Who was Robin Skelton, as a man, a boy, poet, student, and teacher?  Yvonne Owens declares Robin sang his poems "like a jazz saxophonist blowing a mellow, honeyed rift," after the first time she heard him read his poetry, "many years ago."  At one time he was, "a pallid, bespectacled student who turned out to be a good poet and critic," according to James Kirkup, an early teacher of Skelton's.  This issue, dedicated to his memory, was published on the tenth anniversary of Skelton's death and the fortieth anniversary of The Malahat Review, which he founded. Current editor John Barton writes of meeting Selkton during Barton's university years, in the then four-year-old writing program at the University of Victoria. Rich with praise, and best of all stories of one man's life, this issue continues the west coast legacy Skelton began all those years ago. "I am rather tired now; the bustle of beggars, the cries of red-smocked porters and unshaven sweepers, the jostlery of white robes and khaki tunics at the ticket grill — they have me wearied," from "The Road to Kandy," is an excerpt of previously unpublished prose from Skelton's unfinished memoir. Several mini-biographies included in this issue form a collage of Skelton and his contribution to literature on the west coast. Join the continuing discussion on "West Coast" writers and the "West Coast Renaissance" in Nicholas Bradley's review of The Malahat's themed issues which claimed what happened in Italy and Ireland  was happening on the west coast too but ultimately "demonstrate that the Pacific Coast has a long, varied, and noteworthy literary history," ("The Whole Storm of Mortal Conflict: Robin Skelton and West Coast Literature").  This issue includes Marion Beck, Rhonda Batchelor, A. F. Moritz, Charles Lillard, Susan Musgrave, Seán Virgo, Margaret Snow, Ron Smith, Diane Keating, Harold Rhenisch, and many others, as well as Anita Lahey's review of Skelton's posthumously published book of poems Facing the Light.
(Vanessa Herman) issue 165

#165 The Green Imagination Winter 2008
Edited by Jay Ruzesky and John Barton

This issue of The Malahat Review contains "green" poetry, fiction, and creative nonfiction, including a couple of National Magazine Award winners and a Western Magazine Award finalist: Sina Queyras' "Her Dreams of the Expressway" (Gold, poetry) and Joel Yanofsky's "Bad Day" (Silver NMA, personal journalism and finalist for a WMA, human experience).
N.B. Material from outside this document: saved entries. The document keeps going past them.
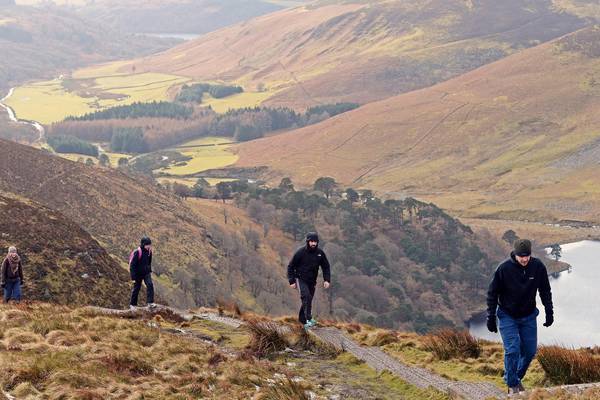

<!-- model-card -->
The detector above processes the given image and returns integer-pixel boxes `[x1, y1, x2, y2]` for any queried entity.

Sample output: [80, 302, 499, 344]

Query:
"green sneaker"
[308, 318, 318, 327]
[303, 322, 312, 330]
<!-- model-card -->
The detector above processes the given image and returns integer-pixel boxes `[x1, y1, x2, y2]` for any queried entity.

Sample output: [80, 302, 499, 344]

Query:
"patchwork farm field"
[5, 72, 190, 124]
[157, 137, 238, 176]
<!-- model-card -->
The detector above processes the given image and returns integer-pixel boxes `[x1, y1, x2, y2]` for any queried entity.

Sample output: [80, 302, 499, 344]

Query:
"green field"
[158, 176, 238, 187]
[156, 137, 238, 176]
[5, 72, 190, 124]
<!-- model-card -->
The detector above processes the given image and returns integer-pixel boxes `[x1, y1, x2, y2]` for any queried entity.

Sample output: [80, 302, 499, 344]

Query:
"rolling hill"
[0, 193, 129, 307]
[0, 138, 288, 311]
[66, 0, 289, 36]
[129, 0, 588, 109]
[0, 2, 177, 91]
[234, 25, 600, 223]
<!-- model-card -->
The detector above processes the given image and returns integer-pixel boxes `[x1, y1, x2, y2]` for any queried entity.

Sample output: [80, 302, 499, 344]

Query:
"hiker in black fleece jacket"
[287, 232, 331, 326]
[486, 239, 553, 394]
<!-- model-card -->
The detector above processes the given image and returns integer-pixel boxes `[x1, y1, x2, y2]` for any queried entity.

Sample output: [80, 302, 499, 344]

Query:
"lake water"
[138, 33, 200, 41]
[469, 240, 600, 348]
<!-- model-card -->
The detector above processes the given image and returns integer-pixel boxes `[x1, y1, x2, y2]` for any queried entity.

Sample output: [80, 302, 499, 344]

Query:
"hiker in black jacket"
[129, 237, 155, 309]
[486, 239, 554, 394]
[287, 232, 331, 329]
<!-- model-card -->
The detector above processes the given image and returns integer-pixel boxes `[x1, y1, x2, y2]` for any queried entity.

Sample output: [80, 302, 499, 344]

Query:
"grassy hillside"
[0, 139, 279, 312]
[0, 140, 295, 314]
[0, 303, 598, 399]
[0, 193, 129, 307]
[127, 0, 588, 109]
[0, 302, 449, 399]
[235, 25, 600, 223]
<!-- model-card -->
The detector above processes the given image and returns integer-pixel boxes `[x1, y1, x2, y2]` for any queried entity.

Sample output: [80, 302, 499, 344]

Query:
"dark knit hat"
[306, 232, 319, 243]
[513, 239, 532, 257]
[141, 237, 152, 247]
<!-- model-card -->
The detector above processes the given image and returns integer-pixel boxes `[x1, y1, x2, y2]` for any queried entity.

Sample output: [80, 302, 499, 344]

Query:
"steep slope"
[131, 0, 587, 108]
[0, 3, 177, 91]
[235, 25, 600, 223]
[0, 193, 129, 307]
[0, 139, 278, 310]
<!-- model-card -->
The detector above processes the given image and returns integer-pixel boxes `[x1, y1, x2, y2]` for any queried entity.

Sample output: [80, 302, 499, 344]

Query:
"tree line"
[167, 176, 495, 332]
[176, 83, 244, 103]
[49, 103, 360, 152]
[65, 101, 193, 121]
[47, 135, 99, 157]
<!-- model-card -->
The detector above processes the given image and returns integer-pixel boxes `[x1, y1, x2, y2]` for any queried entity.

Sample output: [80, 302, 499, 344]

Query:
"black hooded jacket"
[486, 252, 553, 319]
[287, 245, 331, 286]
[130, 247, 152, 280]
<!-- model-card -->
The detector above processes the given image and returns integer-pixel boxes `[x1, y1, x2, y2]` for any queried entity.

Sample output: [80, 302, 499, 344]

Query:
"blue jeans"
[497, 307, 538, 387]
[3, 280, 22, 302]
[130, 274, 154, 306]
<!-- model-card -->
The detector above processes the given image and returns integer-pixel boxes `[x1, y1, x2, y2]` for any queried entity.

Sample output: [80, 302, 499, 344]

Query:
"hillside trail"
[84, 304, 600, 400]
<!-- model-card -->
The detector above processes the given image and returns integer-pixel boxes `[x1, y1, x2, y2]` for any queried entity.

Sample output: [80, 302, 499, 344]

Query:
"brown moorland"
[130, 0, 588, 109]
[234, 26, 600, 223]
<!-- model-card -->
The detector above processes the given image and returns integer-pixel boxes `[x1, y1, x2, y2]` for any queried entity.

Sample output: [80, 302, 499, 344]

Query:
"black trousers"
[130, 273, 154, 306]
[297, 279, 316, 324]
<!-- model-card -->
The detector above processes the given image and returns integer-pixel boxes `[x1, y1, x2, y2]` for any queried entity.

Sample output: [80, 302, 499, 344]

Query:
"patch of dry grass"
[245, 319, 289, 358]
[0, 303, 304, 399]
[423, 328, 482, 360]
[537, 345, 600, 385]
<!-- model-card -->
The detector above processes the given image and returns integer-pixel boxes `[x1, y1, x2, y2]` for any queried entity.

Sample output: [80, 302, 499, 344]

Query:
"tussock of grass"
[29, 317, 72, 337]
[208, 350, 228, 367]
[366, 330, 399, 347]
[246, 320, 289, 358]
[217, 299, 243, 318]
[256, 377, 311, 400]
[4, 351, 76, 389]
[537, 345, 600, 385]
[126, 325, 160, 348]
[102, 353, 154, 377]
[45, 330, 88, 347]
[289, 325, 340, 357]
[423, 328, 482, 360]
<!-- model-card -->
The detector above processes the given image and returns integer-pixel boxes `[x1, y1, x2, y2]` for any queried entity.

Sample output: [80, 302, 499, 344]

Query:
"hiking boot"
[517, 382, 525, 392]
[147, 303, 157, 309]
[508, 386, 521, 395]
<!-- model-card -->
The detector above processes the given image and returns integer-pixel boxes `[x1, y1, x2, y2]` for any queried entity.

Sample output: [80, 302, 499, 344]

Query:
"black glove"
[543, 313, 554, 327]
[486, 315, 498, 333]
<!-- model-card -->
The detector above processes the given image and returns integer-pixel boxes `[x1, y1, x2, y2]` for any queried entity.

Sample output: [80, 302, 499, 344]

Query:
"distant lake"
[138, 33, 201, 41]
[469, 240, 600, 348]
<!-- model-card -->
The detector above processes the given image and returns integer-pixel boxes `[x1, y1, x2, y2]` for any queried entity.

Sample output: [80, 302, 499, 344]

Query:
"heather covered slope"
[0, 139, 281, 310]
[235, 26, 600, 223]
[0, 193, 129, 307]
[131, 0, 587, 108]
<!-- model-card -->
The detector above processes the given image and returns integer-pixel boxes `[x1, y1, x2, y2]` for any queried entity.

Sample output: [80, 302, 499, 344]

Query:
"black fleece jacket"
[287, 246, 331, 286]
[130, 248, 152, 280]
[487, 252, 553, 319]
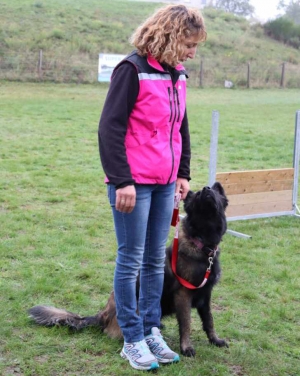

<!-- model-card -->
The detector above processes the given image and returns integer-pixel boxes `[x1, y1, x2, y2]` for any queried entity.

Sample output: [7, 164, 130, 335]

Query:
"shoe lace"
[147, 334, 168, 353]
[125, 342, 148, 361]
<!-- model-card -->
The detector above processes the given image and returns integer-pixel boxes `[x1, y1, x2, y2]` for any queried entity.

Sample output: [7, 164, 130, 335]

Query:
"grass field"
[1, 0, 300, 86]
[1, 81, 300, 376]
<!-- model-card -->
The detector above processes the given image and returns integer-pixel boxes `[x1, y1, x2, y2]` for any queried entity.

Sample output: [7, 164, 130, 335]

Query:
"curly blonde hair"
[130, 4, 206, 67]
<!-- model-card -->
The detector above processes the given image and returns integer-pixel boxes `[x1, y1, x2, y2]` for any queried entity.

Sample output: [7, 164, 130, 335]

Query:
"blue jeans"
[107, 183, 175, 343]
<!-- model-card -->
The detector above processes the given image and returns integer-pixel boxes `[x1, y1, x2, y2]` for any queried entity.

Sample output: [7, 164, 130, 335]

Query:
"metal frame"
[208, 110, 300, 238]
[293, 111, 300, 217]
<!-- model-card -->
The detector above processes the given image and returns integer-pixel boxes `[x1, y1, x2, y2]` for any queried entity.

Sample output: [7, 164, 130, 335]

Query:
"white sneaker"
[145, 327, 180, 364]
[120, 339, 159, 371]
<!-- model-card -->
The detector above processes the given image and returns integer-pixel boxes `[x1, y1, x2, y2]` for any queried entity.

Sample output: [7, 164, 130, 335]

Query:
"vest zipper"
[168, 87, 172, 122]
[167, 85, 177, 184]
[175, 87, 180, 122]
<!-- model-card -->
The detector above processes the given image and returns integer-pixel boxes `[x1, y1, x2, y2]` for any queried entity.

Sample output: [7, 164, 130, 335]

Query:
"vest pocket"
[125, 129, 158, 148]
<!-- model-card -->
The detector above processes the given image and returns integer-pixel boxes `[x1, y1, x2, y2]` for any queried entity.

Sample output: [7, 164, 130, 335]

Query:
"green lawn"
[2, 0, 300, 87]
[0, 82, 299, 375]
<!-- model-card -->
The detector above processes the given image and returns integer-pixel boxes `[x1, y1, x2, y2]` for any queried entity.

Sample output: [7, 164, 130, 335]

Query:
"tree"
[214, 0, 254, 17]
[278, 0, 300, 24]
[264, 16, 300, 49]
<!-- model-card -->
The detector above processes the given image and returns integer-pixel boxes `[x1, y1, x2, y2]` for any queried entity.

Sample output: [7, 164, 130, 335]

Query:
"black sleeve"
[98, 62, 139, 188]
[178, 109, 191, 181]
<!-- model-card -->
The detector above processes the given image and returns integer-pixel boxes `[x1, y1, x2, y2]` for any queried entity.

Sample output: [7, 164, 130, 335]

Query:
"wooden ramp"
[216, 168, 294, 219]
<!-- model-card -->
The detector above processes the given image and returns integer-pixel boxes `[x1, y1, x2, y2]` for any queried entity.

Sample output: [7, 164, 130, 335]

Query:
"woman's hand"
[116, 185, 136, 213]
[175, 178, 190, 200]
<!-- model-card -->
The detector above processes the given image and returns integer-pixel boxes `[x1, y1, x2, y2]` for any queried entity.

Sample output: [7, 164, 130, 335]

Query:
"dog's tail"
[29, 292, 123, 339]
[28, 305, 100, 330]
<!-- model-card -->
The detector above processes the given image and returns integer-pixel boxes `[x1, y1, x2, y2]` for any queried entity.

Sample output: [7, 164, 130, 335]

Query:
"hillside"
[1, 0, 300, 87]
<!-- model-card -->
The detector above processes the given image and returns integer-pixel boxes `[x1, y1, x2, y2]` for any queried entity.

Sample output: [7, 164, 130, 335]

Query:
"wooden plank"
[216, 168, 294, 184]
[225, 190, 293, 217]
[226, 200, 293, 217]
[220, 180, 293, 195]
[215, 168, 295, 218]
[227, 190, 293, 205]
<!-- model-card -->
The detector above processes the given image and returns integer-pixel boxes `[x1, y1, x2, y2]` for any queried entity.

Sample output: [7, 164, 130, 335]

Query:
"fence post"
[38, 50, 43, 80]
[199, 59, 203, 88]
[247, 62, 250, 89]
[280, 62, 285, 88]
[208, 110, 219, 187]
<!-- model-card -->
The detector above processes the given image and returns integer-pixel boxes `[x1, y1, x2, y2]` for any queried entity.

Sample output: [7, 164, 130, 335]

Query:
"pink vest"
[124, 54, 187, 185]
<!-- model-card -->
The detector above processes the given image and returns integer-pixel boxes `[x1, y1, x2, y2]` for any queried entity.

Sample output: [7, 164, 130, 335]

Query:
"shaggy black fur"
[29, 182, 229, 357]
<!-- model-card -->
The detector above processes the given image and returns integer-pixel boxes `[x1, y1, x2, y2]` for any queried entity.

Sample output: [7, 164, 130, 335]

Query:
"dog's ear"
[183, 190, 195, 213]
[212, 182, 229, 209]
[211, 182, 225, 196]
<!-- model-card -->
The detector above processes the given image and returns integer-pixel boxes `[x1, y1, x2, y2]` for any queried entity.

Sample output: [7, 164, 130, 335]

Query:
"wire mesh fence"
[1, 51, 300, 88]
[184, 58, 300, 88]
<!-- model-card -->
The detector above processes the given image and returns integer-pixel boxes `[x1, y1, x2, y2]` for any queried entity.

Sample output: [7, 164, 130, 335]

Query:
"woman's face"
[178, 35, 199, 62]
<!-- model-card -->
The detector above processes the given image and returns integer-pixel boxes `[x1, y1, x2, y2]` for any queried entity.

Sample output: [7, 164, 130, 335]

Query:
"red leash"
[171, 194, 213, 289]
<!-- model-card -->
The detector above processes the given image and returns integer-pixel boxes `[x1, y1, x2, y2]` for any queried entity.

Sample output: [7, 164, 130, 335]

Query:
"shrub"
[252, 24, 264, 38]
[33, 2, 43, 8]
[289, 36, 300, 49]
[203, 7, 219, 20]
[264, 17, 300, 48]
[50, 29, 65, 40]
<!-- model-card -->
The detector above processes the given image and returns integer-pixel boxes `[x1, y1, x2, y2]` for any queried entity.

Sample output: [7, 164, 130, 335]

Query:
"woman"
[98, 4, 206, 371]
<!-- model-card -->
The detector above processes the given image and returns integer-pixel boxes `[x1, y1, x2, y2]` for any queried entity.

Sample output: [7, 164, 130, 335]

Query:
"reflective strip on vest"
[138, 73, 187, 81]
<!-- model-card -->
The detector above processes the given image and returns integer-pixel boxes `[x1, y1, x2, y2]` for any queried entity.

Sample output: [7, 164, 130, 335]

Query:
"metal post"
[208, 110, 219, 187]
[199, 60, 203, 88]
[280, 62, 286, 88]
[247, 62, 250, 89]
[293, 110, 300, 216]
[227, 229, 252, 239]
[38, 49, 43, 79]
[207, 110, 251, 238]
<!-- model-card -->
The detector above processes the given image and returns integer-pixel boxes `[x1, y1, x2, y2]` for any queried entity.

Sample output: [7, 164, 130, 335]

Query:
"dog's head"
[183, 182, 228, 245]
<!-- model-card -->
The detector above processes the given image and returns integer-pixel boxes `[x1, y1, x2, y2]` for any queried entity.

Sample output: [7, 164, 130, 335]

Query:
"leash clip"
[207, 257, 214, 271]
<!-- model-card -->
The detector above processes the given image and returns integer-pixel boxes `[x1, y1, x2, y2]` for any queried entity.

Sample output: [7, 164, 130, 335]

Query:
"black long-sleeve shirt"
[98, 61, 191, 189]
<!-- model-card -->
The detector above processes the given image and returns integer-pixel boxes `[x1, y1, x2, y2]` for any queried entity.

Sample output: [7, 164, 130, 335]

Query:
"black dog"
[29, 182, 229, 356]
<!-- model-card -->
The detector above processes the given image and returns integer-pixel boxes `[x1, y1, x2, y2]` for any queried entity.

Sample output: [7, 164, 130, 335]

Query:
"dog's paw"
[210, 338, 229, 348]
[181, 346, 196, 357]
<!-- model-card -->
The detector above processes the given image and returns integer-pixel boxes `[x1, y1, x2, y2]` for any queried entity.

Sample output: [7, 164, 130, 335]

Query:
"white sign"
[98, 53, 126, 82]
[224, 80, 234, 88]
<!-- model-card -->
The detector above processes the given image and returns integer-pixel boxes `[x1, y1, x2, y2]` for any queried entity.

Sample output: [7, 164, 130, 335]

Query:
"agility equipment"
[208, 110, 300, 238]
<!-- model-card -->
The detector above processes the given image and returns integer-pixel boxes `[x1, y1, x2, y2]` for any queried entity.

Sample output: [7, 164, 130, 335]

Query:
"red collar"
[189, 237, 218, 257]
[171, 235, 217, 290]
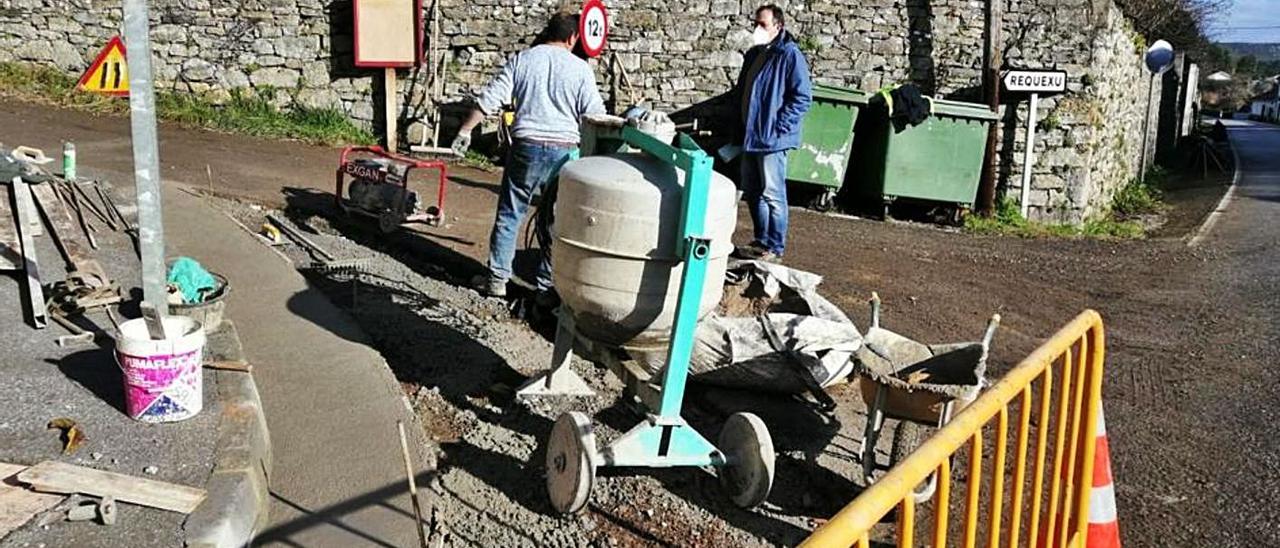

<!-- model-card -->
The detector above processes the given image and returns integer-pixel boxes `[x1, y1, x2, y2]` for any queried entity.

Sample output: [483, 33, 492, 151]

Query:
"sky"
[1211, 0, 1280, 43]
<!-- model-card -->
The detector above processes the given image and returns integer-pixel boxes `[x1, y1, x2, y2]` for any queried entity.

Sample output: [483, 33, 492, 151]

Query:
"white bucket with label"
[115, 316, 206, 423]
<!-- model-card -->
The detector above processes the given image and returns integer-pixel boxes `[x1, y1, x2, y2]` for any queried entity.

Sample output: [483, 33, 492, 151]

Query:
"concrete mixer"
[519, 115, 775, 514]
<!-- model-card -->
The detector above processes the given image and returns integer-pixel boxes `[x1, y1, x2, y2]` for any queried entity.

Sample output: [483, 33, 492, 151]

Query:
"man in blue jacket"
[732, 4, 812, 262]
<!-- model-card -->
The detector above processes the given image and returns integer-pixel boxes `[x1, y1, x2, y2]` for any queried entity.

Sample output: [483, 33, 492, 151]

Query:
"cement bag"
[632, 260, 861, 394]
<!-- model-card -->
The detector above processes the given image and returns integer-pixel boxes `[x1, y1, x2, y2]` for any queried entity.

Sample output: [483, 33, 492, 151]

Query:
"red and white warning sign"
[76, 36, 129, 96]
[578, 0, 608, 58]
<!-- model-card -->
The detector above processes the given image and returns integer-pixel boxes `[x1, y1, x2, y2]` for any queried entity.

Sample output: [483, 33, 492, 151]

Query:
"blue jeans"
[740, 150, 789, 255]
[488, 139, 575, 290]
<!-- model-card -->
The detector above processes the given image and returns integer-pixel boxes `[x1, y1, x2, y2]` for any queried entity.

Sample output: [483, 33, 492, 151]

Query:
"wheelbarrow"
[855, 292, 1000, 502]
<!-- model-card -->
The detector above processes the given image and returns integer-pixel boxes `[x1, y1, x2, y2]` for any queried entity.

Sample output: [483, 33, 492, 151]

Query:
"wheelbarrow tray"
[855, 326, 987, 424]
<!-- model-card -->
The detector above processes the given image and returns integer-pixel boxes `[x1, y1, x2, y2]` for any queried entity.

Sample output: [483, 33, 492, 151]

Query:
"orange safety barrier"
[802, 310, 1108, 548]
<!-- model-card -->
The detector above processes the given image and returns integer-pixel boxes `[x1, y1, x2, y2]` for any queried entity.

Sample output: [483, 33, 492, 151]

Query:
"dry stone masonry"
[0, 0, 1163, 222]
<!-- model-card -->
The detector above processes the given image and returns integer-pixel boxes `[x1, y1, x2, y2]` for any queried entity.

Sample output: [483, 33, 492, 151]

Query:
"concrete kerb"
[184, 321, 273, 548]
[1187, 138, 1243, 247]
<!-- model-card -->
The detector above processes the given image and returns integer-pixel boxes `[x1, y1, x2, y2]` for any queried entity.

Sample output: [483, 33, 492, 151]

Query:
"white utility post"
[1019, 92, 1040, 218]
[1002, 69, 1067, 218]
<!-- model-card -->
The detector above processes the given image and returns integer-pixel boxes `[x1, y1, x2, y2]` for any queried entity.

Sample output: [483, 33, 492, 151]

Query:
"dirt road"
[5, 100, 1277, 545]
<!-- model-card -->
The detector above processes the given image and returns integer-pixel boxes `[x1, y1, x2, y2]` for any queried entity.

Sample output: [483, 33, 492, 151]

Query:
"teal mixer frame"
[528, 117, 774, 514]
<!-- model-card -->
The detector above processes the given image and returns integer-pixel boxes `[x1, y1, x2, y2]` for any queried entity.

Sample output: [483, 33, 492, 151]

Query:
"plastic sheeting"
[633, 260, 862, 395]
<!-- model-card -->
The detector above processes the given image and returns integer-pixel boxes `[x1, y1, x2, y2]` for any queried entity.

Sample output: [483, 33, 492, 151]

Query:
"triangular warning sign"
[77, 36, 129, 96]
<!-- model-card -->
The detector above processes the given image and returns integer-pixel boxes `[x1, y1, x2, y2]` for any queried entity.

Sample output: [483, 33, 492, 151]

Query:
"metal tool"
[266, 213, 335, 261]
[334, 146, 448, 233]
[71, 181, 118, 231]
[50, 312, 95, 347]
[524, 121, 776, 514]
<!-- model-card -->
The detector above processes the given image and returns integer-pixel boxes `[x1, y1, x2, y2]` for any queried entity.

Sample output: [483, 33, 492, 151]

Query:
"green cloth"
[167, 257, 216, 304]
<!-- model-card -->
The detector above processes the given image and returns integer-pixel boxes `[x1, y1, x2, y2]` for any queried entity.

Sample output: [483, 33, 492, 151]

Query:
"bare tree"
[1115, 0, 1233, 55]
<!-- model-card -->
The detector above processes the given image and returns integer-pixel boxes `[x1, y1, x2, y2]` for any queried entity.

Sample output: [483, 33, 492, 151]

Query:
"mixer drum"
[553, 152, 738, 348]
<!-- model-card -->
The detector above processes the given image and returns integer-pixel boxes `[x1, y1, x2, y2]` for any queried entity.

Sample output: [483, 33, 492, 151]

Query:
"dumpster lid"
[930, 98, 999, 121]
[811, 83, 872, 105]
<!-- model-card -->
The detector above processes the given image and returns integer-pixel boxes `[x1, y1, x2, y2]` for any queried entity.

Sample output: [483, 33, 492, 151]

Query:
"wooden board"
[17, 461, 206, 514]
[0, 183, 19, 270]
[354, 0, 420, 67]
[0, 462, 64, 537]
[30, 183, 87, 270]
[12, 180, 47, 329]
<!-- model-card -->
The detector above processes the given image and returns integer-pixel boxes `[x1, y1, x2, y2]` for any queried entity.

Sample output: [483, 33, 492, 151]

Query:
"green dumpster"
[786, 84, 870, 211]
[850, 95, 998, 220]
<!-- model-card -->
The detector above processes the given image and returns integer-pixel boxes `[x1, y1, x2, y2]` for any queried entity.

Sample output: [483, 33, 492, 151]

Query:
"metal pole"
[1139, 73, 1155, 182]
[977, 0, 1002, 215]
[122, 0, 168, 314]
[1020, 93, 1039, 219]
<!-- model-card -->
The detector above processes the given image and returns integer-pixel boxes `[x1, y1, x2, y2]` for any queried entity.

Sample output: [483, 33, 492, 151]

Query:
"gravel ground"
[0, 182, 219, 547]
[209, 195, 901, 547]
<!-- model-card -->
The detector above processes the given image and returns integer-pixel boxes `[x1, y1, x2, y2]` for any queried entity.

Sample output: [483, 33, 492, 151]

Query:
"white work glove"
[451, 133, 472, 156]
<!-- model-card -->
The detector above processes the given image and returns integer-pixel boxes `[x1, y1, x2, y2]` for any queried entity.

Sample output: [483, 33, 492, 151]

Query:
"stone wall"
[0, 0, 1163, 223]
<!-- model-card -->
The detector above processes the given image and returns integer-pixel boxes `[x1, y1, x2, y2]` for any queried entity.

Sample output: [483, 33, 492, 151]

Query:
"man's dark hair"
[535, 12, 580, 45]
[756, 4, 785, 27]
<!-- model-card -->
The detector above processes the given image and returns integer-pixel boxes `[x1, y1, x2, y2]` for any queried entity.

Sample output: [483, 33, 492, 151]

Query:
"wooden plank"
[0, 183, 19, 270]
[12, 179, 47, 329]
[0, 462, 64, 537]
[205, 360, 253, 373]
[17, 461, 206, 514]
[30, 182, 88, 270]
[385, 67, 398, 151]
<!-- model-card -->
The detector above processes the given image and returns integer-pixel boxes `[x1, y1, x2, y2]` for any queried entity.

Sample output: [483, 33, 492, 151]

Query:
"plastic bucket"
[169, 272, 230, 333]
[115, 316, 206, 423]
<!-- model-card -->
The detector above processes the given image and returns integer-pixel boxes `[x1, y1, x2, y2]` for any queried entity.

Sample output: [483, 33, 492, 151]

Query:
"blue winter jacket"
[735, 30, 813, 153]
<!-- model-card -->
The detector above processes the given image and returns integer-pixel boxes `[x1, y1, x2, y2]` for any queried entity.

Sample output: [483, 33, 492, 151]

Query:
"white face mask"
[751, 26, 773, 46]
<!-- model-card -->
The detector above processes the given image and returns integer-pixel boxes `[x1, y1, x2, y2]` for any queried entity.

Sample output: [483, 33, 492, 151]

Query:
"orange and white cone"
[1086, 405, 1121, 548]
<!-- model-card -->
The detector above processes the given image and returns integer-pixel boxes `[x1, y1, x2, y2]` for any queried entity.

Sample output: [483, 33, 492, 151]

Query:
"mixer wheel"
[718, 412, 775, 508]
[545, 412, 596, 514]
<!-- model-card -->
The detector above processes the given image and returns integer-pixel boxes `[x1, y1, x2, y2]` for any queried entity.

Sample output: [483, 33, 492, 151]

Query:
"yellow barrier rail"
[803, 310, 1106, 548]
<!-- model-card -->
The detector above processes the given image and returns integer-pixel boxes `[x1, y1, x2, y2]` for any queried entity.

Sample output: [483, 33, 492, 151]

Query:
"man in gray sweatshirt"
[452, 12, 606, 298]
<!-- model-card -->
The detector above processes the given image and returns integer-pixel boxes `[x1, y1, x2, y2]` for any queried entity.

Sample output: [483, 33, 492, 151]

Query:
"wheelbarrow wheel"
[718, 412, 775, 508]
[545, 412, 596, 514]
[890, 421, 939, 503]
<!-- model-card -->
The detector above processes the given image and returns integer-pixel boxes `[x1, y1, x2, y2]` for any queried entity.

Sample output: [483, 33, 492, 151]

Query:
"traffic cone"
[1086, 404, 1121, 548]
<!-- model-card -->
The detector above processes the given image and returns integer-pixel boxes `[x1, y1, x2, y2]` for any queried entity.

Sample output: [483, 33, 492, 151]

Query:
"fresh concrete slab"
[163, 186, 433, 547]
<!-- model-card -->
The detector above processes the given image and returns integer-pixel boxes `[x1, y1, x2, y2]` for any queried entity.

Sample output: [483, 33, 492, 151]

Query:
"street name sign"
[1000, 69, 1068, 217]
[1002, 69, 1067, 94]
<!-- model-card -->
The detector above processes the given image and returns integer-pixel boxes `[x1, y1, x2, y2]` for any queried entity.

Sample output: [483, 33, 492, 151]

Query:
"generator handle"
[339, 145, 447, 170]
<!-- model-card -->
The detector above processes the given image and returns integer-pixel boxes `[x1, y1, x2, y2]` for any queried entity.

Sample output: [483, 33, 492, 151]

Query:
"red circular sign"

Contributors to this issue include Philip Kevin Paul, Melanie Siebert, John Steffler, Roo Borson, Timothy Brownlow, Peter Sanger, Jan Conn, and Cynthia Woodman Kerkham. Jay Ruzesky also interviews four authors: Tim Lilburn, P. K. Page, Don McKay, and Jan Zwicky.

issue 170

#170 Lorna Crozier, Patrick Lane, and Aesthetic Kinship Spring 2010
Edited by John Barton

This recognition of the contribution this literary duo has made to the writing community, particularly on the west coast, contains writing by many authors affected by Lorna and Patrick, including Chris Hutchinson, George Bowering, Tim Lilburn, Heather McHugh, Don Domanski, Steven Price, Brian Brett, Isabel Huggan, and Jeanette Lynes. There is also an interview with Lorna, Patrick, and Jay Ruzesky, criticism by John Kinsella and Carmen Leñero, and reviews of Lorna Crozier and Patrick Lane's latest books, Small Beneath the Sky: A Prairie Memoir and Red Dog, Red Dog respectively.